SAT Kibana Dashboards

Kibana is an open source analytics and visualization platform designed to search, view, and interact with data stored in Elasticsearch indices. Kibana runs as a web service and has a browser-based interface. It offers visual output of node data in the forms of charts, tables and maps that display real-time Elasticsearch queries. Viewing system data in this way breaks down the complexity of large data volumes into easily understood information.

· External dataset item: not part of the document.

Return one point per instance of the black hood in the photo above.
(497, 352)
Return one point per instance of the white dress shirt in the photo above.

Kibana can be accessed via web browser at the following URL:

  • https://sma-kibana.cmn.<site-domain>

The value of site-domain can be obtained as follows:

ncn-m001:~ # kubectl get secret site-init -n loftsman -o jsonpath='{.data.customizations\.yaml}' | \
    base64 -d | grep "external:"

That command will produce the following output, for example:

    external: EXAMPLE_DOMAIN.com

This would result in the address for Kibana being https://sma-kibana.cmn.EXAMPLE_DOMAIN.com

For more information on accessing the Kibana Dashboards, refer to View Logs Via Kibana in the SMA product documentation.

Additional details about the AER, ATOM, Heartbeat, Kernel, MCE, and RAS Daemon Kibana Dashboards are included in this table.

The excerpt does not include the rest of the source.